35. Petarungan terakhir (1)

165 35 9
                                    

"Tru!" teriak Mo.

Melihat salah satu dari mereka tumbang, El memaksa ototnya berkontraksi lebih kuat lagi. Setengah berteriak, ia akhirnya berhasil menyingkirkan meja yang mengimpitnya.

Aroma besi yang kuat menyengat penghidu dan cairan hangat mengalir keluar dari luka terbuka di tungkai kirinya. Walau begitu, ia masih sanggup berdiri dan memosisikan tangannya yang bergetar untuk menembak ke arah Ice yang kini mengambil salah satu senjata Tru dan mulai terlibat baku hantan dengan Mo.

"Mati kau!" teriak El.

Satu peluru melesat keluar dan menggores leher kekar milik Ice. Mengaburkan konsentrasinya ke Mo yang kini balik memberinya variasi tendangan dan pukulan yang sama sekali tidak memberi luka. Ia melompat mundur satu langkah dan suara letupan senjata terdengar. Kali ini peluru tenggelam di bahu kanan musuh dan meningkatkan kebengisannya ke level berikutnya.

Seakan tidak terpengaruh dengan darah yang mulai memberi warna merah terang di lengan kanan.

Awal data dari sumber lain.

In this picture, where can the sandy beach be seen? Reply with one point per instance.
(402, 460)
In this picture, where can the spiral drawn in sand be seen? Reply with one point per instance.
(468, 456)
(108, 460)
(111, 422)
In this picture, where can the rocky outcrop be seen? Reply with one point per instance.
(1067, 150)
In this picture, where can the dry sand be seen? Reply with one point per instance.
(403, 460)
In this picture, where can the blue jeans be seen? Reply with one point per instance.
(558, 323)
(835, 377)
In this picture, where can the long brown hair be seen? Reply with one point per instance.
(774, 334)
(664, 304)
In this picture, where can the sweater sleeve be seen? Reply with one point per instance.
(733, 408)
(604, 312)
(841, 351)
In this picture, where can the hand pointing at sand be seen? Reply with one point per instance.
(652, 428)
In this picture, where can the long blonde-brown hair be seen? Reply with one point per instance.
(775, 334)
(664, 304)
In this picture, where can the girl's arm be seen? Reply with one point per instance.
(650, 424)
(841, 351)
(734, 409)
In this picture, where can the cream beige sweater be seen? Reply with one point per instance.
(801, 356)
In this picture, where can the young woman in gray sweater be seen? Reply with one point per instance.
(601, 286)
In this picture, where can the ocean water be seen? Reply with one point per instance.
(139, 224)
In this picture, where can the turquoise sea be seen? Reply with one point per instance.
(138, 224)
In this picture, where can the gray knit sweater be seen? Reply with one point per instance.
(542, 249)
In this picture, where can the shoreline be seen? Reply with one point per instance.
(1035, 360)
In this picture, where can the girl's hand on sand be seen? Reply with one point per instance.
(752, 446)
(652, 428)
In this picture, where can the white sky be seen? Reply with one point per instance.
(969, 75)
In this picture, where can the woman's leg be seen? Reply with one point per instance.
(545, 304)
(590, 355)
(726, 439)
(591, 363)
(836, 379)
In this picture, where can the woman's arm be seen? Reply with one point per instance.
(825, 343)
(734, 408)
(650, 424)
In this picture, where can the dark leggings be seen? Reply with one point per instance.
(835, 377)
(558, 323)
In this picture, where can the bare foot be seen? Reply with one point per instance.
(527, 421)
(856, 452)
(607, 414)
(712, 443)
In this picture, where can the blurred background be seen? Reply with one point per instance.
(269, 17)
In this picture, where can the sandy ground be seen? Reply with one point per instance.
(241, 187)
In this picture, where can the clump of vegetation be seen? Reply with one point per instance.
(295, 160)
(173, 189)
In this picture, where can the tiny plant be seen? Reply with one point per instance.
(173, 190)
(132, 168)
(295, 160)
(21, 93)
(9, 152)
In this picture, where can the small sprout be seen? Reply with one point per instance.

Ia kembali memangkas jarak dan memberinya pukulan di wajah yang menghempaskan tubuhnya jauh ke belakang berdekatan dengan Tru.

Melihat kedua lawannya masih tergeletak tak berdaya di lantai, segala perhatiannya kini tertuju ke El yang masih mencoba berdiri tegap dengan bantuan dinding di sampingnya dan tangan tidak berhenti menarik pelatuk senjata yang ditujukan ke arahnya.

Dua peluru diarahkan kepada si pengkhianat, tetapi tidak satu pun mengenainya. Sudah menjadi rahasia umum kalau di balik kekuatan dan kecepatan Ice, menembak adalah kelemahannya yang tidak bisa diperbaiki.

"Kamu tidak apa-apa?" tanya Mo sambil menghapus darah di sekeliling mulut Tru. Tidak memedulikan miliknya sendiri yang terus mengalir lambat dari sudut bibir.

Walau rasa nyeri berdenyut menyerang kepalanya, tetapi melihat kondisi Tru yang jauh lebih buruk, ia tidak lagi memedulikan rasa nyeri yang seakan bisa memecah kepalanya.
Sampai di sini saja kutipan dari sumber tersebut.